75. • Lesions of Third lumbar segment (L3):-
– Preservation of hip flexion (iliopsaos and
sartorius) and leg adduction (adductor longus,
pectineus and gracilis)
– Patellar jerks (L2-4) are diminshed or not
elicitable.
– Hyperactive ankle jerks.
76. • Lesions of Fouth lumbar segment (L4):-
– Better hip flexion and leg adduction than in
L1-3 lesions
– Knee flexion and leg extension is better and
the patient is able to stand by stabilizing the
knees.
– Patellar jerks are not elicitable
– Hyperactive ankle jerks.
– Normal sensation on upper anterior aspect of
thighs and superomedial aspects of knees.
77. • Lesions of Fifth lumbar segment (L5):-
– Normal hip flexion and adduction and leg
extension.
– Patellar jerks are present
– Ankle jerks are hyperactive.
– Sensory function is preserved on anterior
aspect of thighs and medial aspect of legs,
ankles and soles.
78. • Lesions of first & second sacral segments
(S1 & S2):-
– S1 segment lesion may cause weakness of
triceps surae, flexor digitorum longus, flexor
hallucis longus and small foot muscles.
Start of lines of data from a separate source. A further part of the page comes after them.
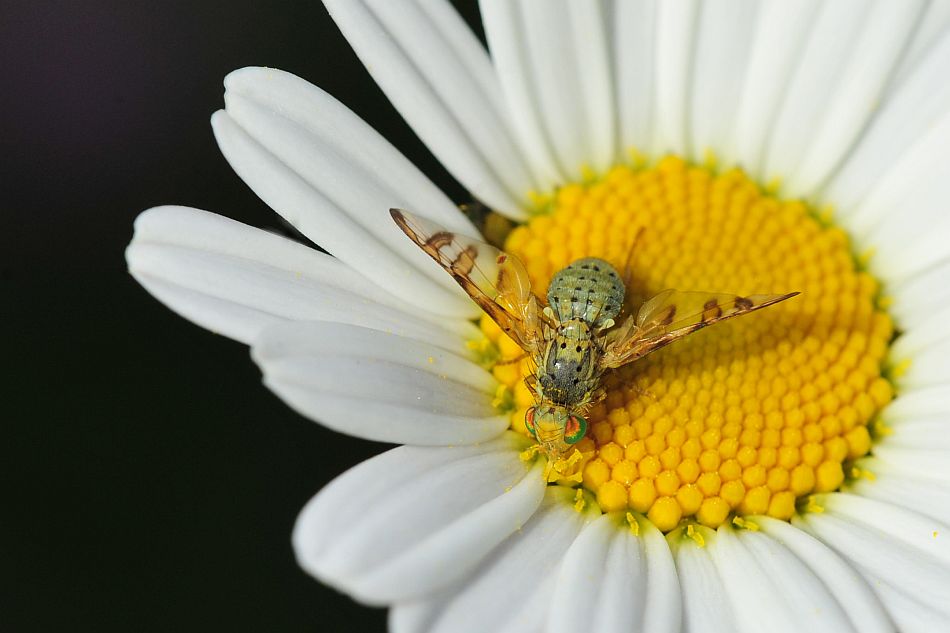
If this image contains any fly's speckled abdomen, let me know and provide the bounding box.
[548,257,624,329]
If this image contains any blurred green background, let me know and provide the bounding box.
[0,0,481,632]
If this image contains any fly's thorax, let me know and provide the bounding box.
[538,319,600,406]
[548,257,624,329]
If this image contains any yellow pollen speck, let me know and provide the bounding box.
[732,517,759,532]
[626,512,644,536]
[686,523,706,547]
[490,154,906,534]
[574,488,587,512]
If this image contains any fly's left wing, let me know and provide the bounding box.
[600,290,799,369]
[389,209,543,355]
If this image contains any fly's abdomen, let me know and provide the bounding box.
[548,257,624,329]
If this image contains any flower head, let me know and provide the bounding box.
[128,0,950,632]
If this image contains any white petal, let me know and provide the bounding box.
[890,305,950,363]
[874,582,950,633]
[891,0,950,90]
[253,323,508,445]
[479,0,565,191]
[888,259,950,330]
[881,386,950,424]
[822,26,950,218]
[671,526,736,633]
[848,110,950,285]
[611,0,656,160]
[874,442,950,481]
[755,517,894,633]
[689,0,759,163]
[723,0,818,177]
[293,434,544,604]
[324,0,536,219]
[794,493,950,621]
[126,207,477,349]
[763,0,868,188]
[653,0,699,156]
[847,460,950,525]
[710,524,851,633]
[568,2,617,173]
[548,513,679,633]
[211,68,477,317]
[890,338,950,390]
[518,0,614,180]
[394,486,599,633]
[637,516,683,633]
[786,0,924,196]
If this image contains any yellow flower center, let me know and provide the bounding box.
[482,158,893,531]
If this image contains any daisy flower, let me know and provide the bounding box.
[127,0,950,633]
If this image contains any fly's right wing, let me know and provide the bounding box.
[389,209,544,356]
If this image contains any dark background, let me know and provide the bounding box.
[0,0,481,632]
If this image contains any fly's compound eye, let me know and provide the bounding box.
[564,415,587,444]
[524,407,538,438]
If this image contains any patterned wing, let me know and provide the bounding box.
[389,209,543,355]
[601,290,798,369]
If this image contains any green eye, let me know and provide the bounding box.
[564,415,587,444]
[524,407,538,437]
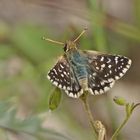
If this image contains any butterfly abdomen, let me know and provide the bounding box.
[70,51,88,90]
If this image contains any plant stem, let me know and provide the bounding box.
[80,93,97,139]
[111,116,130,140]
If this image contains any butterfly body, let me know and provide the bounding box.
[48,41,131,98]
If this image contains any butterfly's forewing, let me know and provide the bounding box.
[47,56,83,98]
[83,51,131,94]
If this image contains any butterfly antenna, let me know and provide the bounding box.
[43,37,64,45]
[73,28,87,42]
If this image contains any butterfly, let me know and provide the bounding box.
[46,30,131,98]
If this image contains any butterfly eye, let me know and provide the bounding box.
[64,43,68,52]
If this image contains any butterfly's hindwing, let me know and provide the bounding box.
[84,51,131,82]
[47,57,83,98]
[83,51,131,95]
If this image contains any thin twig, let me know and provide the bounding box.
[80,93,98,139]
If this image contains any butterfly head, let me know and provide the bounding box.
[64,41,77,53]
[43,28,87,53]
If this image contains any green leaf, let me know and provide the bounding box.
[0,102,70,140]
[49,88,62,110]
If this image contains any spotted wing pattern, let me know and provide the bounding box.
[47,56,83,98]
[83,51,131,95]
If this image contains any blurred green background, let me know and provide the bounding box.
[0,0,140,140]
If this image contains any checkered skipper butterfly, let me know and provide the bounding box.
[44,30,131,98]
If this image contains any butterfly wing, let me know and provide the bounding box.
[47,56,83,98]
[83,51,131,94]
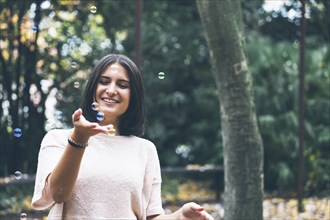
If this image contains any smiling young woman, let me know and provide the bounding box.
[32,54,213,220]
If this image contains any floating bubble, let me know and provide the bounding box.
[14,171,23,180]
[20,213,27,220]
[71,61,78,69]
[14,128,23,138]
[92,102,99,111]
[32,25,38,33]
[90,5,97,14]
[73,82,80,89]
[96,112,104,121]
[55,111,63,120]
[158,72,165,79]
[108,128,116,136]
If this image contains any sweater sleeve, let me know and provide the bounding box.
[32,130,68,210]
[146,141,164,217]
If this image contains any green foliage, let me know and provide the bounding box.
[247,34,330,192]
[0,0,330,196]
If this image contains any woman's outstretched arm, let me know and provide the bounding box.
[147,202,213,220]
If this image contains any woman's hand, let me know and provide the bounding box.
[71,108,113,143]
[180,202,214,220]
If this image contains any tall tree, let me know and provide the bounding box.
[197,0,263,220]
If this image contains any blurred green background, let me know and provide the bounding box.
[0,0,330,218]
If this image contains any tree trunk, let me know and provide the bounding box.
[196,0,263,220]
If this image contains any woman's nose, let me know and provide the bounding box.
[106,84,118,95]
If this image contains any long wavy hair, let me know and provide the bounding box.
[80,54,145,136]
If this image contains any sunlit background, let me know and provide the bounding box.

Ankle
reflex may be absent with preserved patellar
reflex. Complete sensory loss over sole, heel
and outer aspect of foot and ankle.
– S2 lesion cause weakness of flexor digitorum,
flexor hallucis longus and small muscles of
foot and diminshed ankle reflex with sensory
impairment also involving saddle area.